MinIO Pipeline Demo
This is the reference integration test for Str:::Lab Studio. It demonstrates the complete lifecycle:
uploading a model to MinIO, loading it into the Otter Streams ModelCache via a
pre-load job, registering the UDF, and running a streaming inference query.

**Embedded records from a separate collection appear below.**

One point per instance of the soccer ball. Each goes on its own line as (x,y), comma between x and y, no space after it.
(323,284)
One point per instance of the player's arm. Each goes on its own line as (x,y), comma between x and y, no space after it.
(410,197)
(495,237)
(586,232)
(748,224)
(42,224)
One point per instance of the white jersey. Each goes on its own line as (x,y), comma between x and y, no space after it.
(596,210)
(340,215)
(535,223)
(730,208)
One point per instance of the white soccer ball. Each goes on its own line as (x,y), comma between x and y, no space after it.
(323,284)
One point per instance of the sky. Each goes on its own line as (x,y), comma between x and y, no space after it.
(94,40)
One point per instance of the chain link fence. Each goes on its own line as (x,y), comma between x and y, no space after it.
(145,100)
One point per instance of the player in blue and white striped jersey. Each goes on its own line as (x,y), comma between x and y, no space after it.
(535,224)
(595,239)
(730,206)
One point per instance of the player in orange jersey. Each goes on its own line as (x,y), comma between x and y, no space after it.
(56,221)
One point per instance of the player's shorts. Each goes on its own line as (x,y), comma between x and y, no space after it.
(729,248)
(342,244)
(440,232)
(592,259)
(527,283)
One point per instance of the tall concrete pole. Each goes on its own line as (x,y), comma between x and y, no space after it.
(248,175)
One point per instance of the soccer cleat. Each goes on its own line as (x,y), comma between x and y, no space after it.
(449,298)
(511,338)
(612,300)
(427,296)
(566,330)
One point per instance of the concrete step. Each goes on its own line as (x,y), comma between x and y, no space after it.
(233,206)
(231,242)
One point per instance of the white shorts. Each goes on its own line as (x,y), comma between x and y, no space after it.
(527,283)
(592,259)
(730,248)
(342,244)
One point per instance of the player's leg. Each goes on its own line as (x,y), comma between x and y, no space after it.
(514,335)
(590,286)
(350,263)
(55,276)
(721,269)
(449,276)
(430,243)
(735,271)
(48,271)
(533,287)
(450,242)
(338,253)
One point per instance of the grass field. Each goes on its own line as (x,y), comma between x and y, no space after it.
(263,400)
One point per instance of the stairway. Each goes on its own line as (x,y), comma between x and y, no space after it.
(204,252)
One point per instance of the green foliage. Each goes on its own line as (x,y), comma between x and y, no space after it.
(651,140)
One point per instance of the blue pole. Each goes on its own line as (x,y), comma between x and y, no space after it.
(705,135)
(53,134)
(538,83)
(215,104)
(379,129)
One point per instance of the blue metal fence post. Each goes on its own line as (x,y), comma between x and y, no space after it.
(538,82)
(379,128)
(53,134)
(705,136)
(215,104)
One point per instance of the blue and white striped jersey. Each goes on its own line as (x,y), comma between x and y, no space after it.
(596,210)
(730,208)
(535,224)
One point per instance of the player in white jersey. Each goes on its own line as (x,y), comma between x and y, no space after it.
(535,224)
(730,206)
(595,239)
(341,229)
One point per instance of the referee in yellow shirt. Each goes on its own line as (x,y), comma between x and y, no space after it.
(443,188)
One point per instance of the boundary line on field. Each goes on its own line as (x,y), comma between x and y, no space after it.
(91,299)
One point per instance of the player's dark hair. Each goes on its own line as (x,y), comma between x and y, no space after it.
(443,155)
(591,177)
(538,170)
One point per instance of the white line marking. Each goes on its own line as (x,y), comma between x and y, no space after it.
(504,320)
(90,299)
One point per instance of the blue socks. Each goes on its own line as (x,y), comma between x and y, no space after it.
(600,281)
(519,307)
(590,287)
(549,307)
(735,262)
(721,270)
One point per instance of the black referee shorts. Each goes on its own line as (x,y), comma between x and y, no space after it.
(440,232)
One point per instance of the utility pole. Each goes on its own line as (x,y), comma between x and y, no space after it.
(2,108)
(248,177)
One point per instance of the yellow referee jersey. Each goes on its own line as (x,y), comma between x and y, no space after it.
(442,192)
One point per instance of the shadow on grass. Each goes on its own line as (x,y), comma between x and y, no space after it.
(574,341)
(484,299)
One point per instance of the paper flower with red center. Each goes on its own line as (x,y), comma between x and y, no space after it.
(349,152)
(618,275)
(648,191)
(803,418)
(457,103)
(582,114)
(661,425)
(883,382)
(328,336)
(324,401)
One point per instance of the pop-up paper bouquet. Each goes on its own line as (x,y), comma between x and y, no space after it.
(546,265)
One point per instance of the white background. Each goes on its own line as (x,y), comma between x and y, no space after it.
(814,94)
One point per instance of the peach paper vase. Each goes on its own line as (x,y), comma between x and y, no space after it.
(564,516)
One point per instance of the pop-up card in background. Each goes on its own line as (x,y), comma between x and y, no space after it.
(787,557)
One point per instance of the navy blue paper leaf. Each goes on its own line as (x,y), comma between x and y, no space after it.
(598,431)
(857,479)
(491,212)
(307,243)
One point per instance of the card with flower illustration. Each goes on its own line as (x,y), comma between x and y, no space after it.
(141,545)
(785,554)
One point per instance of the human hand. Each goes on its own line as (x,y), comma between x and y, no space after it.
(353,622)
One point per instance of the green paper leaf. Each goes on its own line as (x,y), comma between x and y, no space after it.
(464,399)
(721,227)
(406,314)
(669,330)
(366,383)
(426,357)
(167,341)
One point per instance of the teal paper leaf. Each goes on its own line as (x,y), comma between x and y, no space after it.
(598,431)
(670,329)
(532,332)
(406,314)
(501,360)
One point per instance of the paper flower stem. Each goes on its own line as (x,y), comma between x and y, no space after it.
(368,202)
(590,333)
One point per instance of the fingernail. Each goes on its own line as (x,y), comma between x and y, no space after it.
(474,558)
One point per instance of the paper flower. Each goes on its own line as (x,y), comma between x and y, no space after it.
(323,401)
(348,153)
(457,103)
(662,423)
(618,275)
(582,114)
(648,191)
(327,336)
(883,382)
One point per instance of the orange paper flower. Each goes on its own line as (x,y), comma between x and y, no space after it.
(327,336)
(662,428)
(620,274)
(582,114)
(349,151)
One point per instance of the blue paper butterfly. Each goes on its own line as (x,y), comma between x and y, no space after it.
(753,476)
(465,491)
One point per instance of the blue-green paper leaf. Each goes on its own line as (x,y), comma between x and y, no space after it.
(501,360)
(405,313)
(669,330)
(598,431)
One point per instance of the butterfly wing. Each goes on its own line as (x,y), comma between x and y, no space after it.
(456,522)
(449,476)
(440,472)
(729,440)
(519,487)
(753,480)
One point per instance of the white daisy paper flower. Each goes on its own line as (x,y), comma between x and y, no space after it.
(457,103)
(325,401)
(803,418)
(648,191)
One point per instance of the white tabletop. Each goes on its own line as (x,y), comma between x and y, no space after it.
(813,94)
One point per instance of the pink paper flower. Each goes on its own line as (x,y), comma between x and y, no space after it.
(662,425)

ADD JAR and CREATE FUNCTION for you if you use the Register UDF tab;
these blocks show the raw SQL equivalents for reference and for pipeline automation.
Prerequisites
| Requirement | Value / Notes |
|---|---|
| Shaded JAR uploaded | otter-stream-sql-1.0.17-flink-udf.jar in /var/www/udf-jars/ |
| MinIO endpoint | Accessible from the Flink TaskManagers (not just from the browser) |
| MinIO bucket | ml-models (adjust to your bucket name) |
| Model path | ml-models/fraud-detector/v1/ — contains saved_model.pb + variables/ |
| Flink session | Active gateway session in Studio — check the session indicator |
| Kafka topics | transactions (input), fraud-alerts (output) |
MinIO Configuration
The otter-stream-sql module uses the MinIO Java client bundled inside the shaded JAR
to download model files at engine initialisation time. Pass the connection details through
the DDL WITH options or through Flink's configuration properties.
Set session-level MinIO properties
These SET statements write into the Flink session configuration and are picked up
by the MinioModelLoader inside the SQL module. Run them once at the start of
every Studio session.
-- ── Section 1: MinIO connection properties ────────────────────────────── -- Adjust endpoint, credentials, and bucket to match your deployment. -- These are session-scoped: re-run after any session renewal. SET 'otter.minio.endpoint' = 'http://minio:9000'; SET 'otter.minio.access-key' = 'minioadmin'; SET 'otter.minio.secret-key' = 'minioadmin'; SET 'otter.minio.bucket' = 'ml-models'; SET 'otter.model.cache.max-size' = '20'; SET 'otter.model.cache.ttl-minutes' = '60'; -- Verify the properties are visible to the session SET;
JAR and UDF Registration
If you are running this demo manually through the Studio SQL editor rather than the UDF Manager, execute the following block to load the JAR and register the function. The Studio UDF Manager does this automatically when you click Register Function.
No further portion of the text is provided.